# One-parameter subgroups

## One-parameter subgroups

### Definition

The first step in proving the theorem about smooth homomorphisms between matrix groups is to understand their one-parameter subgroups.

Definition:

A 1-parameter subgroup of a matrix group G is a smooth homomorphism F from R,+ to G where R,+ is the additive group of real numbers. In other words, F of t_1 + t_2 = F of t_1 times F of t_2 and F of 0 equals the identity.

It's called a 1-parameter subgroup because it has one parameter, t, and its image is a subgroup. Here's an example.

Example:

For any X in little g, F of t equals exp (t X) is a 1-parameter subgroup. This is because exp t_1 X times exp t_2 X equals exp of (t_1 + t_2) X because t_1 X bracket t_2 X equals t_1 t_2 X bracket X. Moreover exp of 0 X equals the identity.

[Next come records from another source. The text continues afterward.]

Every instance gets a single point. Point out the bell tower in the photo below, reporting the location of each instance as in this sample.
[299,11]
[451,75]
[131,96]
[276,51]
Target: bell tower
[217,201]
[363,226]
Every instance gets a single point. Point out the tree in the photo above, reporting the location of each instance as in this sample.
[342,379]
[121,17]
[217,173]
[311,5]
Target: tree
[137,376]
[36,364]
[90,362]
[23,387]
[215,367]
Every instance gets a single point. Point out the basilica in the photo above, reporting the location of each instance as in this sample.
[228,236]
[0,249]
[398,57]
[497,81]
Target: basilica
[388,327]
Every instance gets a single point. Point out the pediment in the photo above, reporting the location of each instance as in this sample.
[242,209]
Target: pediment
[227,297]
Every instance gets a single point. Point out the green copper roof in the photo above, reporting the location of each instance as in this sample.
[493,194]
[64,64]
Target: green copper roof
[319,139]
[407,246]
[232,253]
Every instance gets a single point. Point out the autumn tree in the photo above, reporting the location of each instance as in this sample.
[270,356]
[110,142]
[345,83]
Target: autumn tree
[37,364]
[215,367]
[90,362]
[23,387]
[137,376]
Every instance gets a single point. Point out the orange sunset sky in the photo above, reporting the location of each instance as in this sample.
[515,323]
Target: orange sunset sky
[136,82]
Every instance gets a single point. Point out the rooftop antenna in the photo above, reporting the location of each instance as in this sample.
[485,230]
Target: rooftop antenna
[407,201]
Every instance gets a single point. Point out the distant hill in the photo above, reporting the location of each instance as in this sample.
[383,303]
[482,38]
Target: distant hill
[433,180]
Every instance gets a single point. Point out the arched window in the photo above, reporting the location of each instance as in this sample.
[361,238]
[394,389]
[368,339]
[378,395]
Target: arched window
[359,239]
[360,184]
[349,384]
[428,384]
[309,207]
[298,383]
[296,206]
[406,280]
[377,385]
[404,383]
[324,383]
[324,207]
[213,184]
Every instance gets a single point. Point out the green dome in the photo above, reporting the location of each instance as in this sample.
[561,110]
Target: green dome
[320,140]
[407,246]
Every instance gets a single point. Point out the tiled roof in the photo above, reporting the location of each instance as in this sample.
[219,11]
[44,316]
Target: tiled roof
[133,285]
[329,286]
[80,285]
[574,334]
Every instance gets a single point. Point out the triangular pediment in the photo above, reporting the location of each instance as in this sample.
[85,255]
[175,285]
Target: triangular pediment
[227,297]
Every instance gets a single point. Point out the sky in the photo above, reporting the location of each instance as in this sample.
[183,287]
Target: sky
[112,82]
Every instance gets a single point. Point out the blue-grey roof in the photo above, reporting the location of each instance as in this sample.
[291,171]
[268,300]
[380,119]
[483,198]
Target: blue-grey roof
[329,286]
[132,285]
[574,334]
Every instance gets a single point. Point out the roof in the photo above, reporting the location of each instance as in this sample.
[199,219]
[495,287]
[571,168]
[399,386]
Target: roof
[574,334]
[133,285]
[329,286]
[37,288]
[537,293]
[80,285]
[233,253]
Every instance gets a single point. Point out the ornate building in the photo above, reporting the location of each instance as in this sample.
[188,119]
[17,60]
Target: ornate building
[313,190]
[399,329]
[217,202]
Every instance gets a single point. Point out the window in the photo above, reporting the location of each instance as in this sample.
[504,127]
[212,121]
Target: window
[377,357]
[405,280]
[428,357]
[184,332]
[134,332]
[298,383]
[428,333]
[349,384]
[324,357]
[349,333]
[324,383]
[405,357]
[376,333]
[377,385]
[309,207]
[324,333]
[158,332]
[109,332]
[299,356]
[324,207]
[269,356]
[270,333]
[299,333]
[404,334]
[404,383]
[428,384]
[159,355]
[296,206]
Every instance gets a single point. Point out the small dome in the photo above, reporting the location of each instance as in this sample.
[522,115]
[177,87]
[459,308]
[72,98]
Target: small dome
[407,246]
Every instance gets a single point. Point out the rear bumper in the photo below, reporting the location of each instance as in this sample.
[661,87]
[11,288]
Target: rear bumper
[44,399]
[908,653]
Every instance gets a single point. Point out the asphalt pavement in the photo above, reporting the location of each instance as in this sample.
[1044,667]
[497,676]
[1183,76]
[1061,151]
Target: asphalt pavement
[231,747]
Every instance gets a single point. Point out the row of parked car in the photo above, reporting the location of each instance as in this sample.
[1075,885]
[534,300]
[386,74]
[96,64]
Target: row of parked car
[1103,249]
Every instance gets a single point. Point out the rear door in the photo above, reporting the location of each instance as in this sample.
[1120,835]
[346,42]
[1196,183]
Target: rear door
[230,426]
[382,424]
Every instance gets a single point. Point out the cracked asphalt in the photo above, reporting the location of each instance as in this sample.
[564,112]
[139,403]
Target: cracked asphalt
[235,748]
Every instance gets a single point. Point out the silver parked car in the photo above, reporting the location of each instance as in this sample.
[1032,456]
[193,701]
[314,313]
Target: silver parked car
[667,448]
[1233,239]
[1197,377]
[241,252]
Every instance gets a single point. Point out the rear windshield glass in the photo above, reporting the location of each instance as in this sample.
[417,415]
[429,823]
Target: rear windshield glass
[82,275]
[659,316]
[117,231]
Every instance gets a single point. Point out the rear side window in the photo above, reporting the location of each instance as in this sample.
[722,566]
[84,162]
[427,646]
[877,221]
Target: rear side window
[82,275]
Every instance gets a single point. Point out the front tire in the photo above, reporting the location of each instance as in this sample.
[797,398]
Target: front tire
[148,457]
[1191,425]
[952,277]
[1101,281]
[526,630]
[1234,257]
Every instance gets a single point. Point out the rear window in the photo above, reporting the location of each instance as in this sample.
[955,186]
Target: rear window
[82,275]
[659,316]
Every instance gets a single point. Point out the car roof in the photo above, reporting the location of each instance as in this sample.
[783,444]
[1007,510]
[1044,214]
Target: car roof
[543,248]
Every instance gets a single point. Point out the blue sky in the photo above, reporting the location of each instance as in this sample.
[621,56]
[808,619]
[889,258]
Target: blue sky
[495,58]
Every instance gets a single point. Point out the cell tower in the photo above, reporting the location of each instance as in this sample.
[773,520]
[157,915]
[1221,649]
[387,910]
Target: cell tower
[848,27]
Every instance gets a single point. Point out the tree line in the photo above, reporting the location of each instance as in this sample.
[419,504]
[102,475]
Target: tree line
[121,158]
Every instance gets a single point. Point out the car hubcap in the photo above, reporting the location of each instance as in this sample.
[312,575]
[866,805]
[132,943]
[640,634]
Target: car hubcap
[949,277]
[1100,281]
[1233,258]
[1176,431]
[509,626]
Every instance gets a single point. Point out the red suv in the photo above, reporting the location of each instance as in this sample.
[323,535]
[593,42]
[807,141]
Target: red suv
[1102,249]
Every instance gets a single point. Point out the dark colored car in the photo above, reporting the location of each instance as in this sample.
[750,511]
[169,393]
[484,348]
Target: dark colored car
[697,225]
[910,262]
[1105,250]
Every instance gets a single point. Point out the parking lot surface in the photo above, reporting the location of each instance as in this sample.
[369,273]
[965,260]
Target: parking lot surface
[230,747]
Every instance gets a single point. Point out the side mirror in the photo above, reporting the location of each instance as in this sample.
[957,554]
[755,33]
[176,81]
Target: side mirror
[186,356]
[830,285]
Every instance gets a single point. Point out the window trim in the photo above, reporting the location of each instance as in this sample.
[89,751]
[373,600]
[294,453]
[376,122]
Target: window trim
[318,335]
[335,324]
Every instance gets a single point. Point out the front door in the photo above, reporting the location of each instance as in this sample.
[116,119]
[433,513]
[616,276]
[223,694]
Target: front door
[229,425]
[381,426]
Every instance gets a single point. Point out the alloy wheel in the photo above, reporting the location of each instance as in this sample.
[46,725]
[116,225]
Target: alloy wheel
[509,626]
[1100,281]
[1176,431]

### One-parameter subgroups have the form exp(tX)

It turns out this is the only way to get a 1-parameter subgroup.

Lemma:

Any 1-parameter subgroup F from R to G has this form, i.e. there exists an X in little g such that F of t equals exp of t X.

Proof:

We have F of s plus t equals F of s times F of t and F of zero equals the identity. We will differentiate the first equation with respect to s at s=0. Writing the derivative of F with respect to its variable as F dot, we get d by d s at s = 0 of F of s plus t equals F dot at t, and d by d s at s = 0 of F of s times F of t equals F dot at zero times F of t. This tells us that F of t satisfies the ordinary differential equation F dot at t equals F dot at zero times F of t and we can think of F of zero equals the identity as an initial condition. By the existence and uniqueness theorem for ordinary differential equations, this differential equation has a unique solution when the initial condition is specified.

We can check that exp fo t F dot at 0 is a solution which satisfies the initial condition, therefore it agrees with the unique solution F of t. To see that exp of t F dot at zero solves the equation:

• differentiate it and we get d by d t of exp t F dot at 0 equals F dot at zero times exp t F dot at zero,

• set t=0 and get exp of 0 times F dot at zero equals the identity.

Remark:

If we hadn't already constructed the exponential map for matrices, this theorem from ordinary differential equations would tell us that it exists. Indeed, that is how the exponential map is constructed for Lie groups in general. I will not prove the existence and uniqueness theorem for ODEs: I assume you either know it already or will go and read about it if you're interested.